Consumers benefit from:
- Faster order receipt – Drop-shipped orders are shipped directly from the vendor’s warehouse. Otherwise, the shipment would be shipped first to the retailer’s distribution center and then to the consumer, adding days to the process.
- Lower cost – By eliminating the need to ship to the retailer’s distribution center first, shipping costs to the consumer are lower – only one carrier is needed and fewer warehouse personnel are involved.
Retailers benefit from:
- Reduced warehouse costs– The retailer doesn’t need to hold as much inventory in its distribution center. This is especially useful for infrequently ordered products that are not cost-effective for a retailer to stock; expensive products that could be costly to stock in any significant volume; high turn-over products that may be challenging to keep in stock; time-sensitive products that need to be transported as quickly as possible.
- Better customer service – Faster ship times and home-delivery options increase customer satisfaction.
- Increased response and flexibility – Enables rapid expansion and modifications to product offerings without tying up capital in inventory, resulting in a more agile business.
The Drop-Shipping Process
While most of us have had products drop-shipped after a purchase, let’s review the typical process, including the electronic documents that must be exchanged.
First, the consumer orders an item from a retailer’s website, store, or phone center. The retailer then generates and sends a corresponding purchase order to the supplier, including all pertinent address information. Next, the supplier fills the order, including all required paperwork, such as special packing list forms and return label. The supplier affixes a bar code label to the package, ships the package to the consumer and sends an invoice and ASN to the retailer prior to the receipt of goods at the consumer. The ASN includes the carrier tracking number as well as other drop-ship information. Finally, the retailer notifies the consumer of the shipment, usually via email, and provides the tracking number of the shipper (e.g. UPS, Fedex, DHL). The consumer can then link to the shipper’s site for additional status updates as needed. The consumer receives the goods and the carrier updates the shipment status as “delivered”.
So, how do you optimize ASN’s and drop-shipping?
- Electronic Document Exchange – Enable 100% of suppliers to receive electronic purchase orders, change orders and remittance information in their required format. Likewise, enable them to send electronic acknowledgments, invoices and inventory updates. Large suppliers may be enabled via traditional EDI, while Small and Medium-size businesses may be enabled using other technologies, like web forms.
- Advance Ship Notice (ASN) and Barcode Labels – Enable 100% of suppliers with the capabilities to send ASNs via EDI or web forms. Look for solutions that also allow you to generate and print the barcode labels for shipments.
- Data Quality Management – The ASN is one of the most complex supply-chain EDI transactions, so look for a service that automatically validates data according to standard rules as well as your business-specific business rules. Furthermore, your solution should provide automated cross-document comparisons to ensure that any data that is common across documents are accurate and complete – e.g. that the order quantity on the order matches the quantity shipped on the ship notice (as well as the quantity billed on the invoice). This eliminates the time and resources required to do manual matching.
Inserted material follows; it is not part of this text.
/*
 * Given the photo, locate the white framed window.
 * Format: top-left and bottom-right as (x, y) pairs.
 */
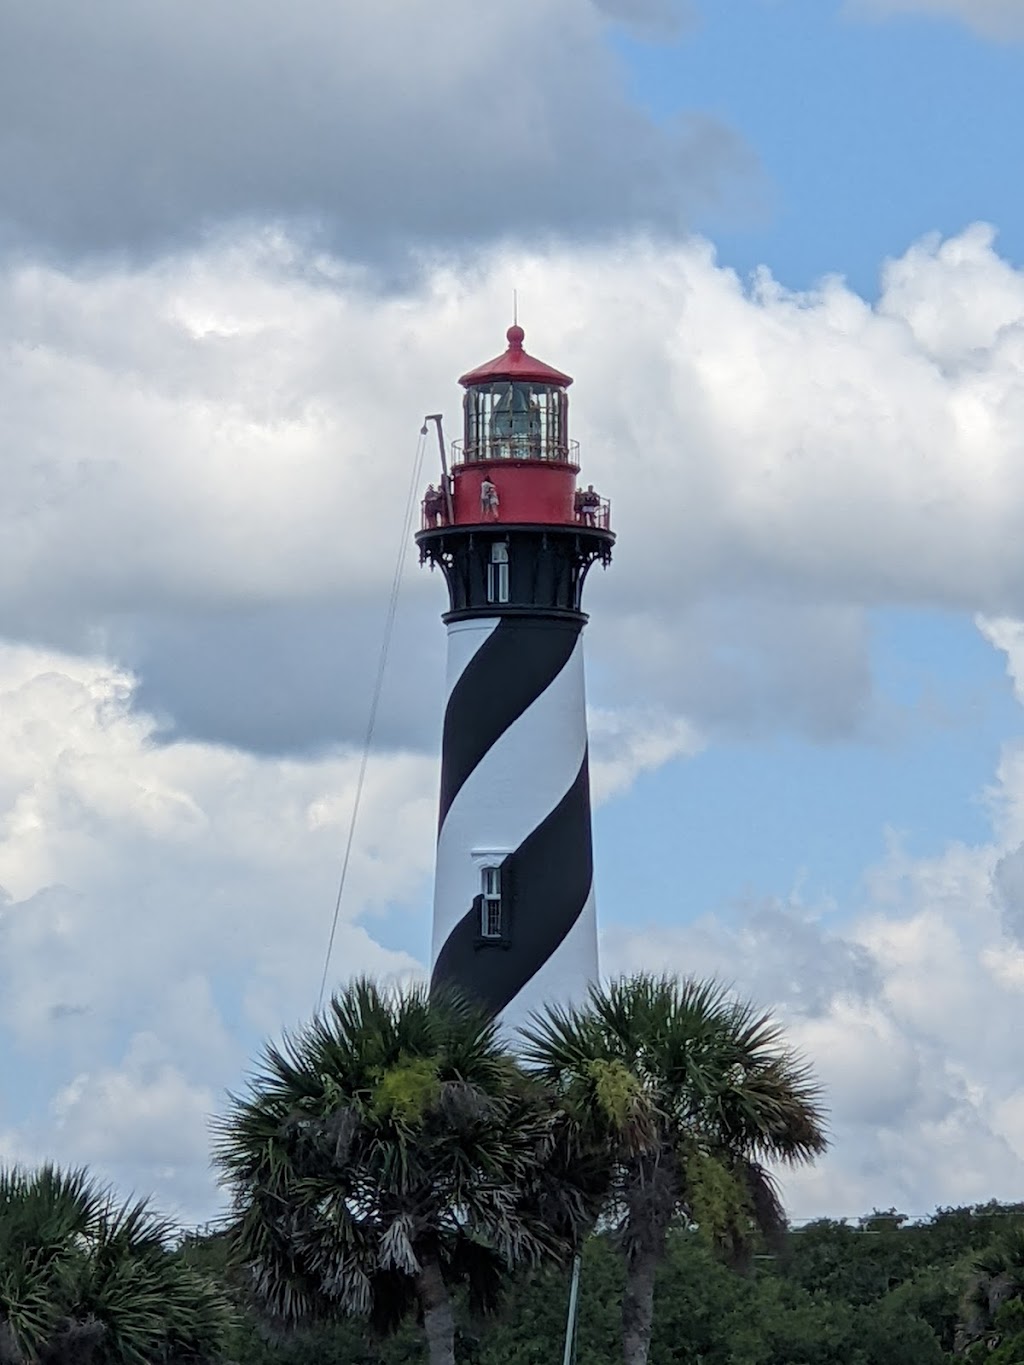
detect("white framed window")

- Exception Management – When exceptions occur in the drop-ship process, it’s critical that the appropriate personnel are notified so they can take immediate action before consumers are impacted. Look for a service that monitors the flow of data 24×7 and sends event-based notifications to the right people at the right time. This enables you to concentrate on only those issues that need attention, eliminating crisis management mode.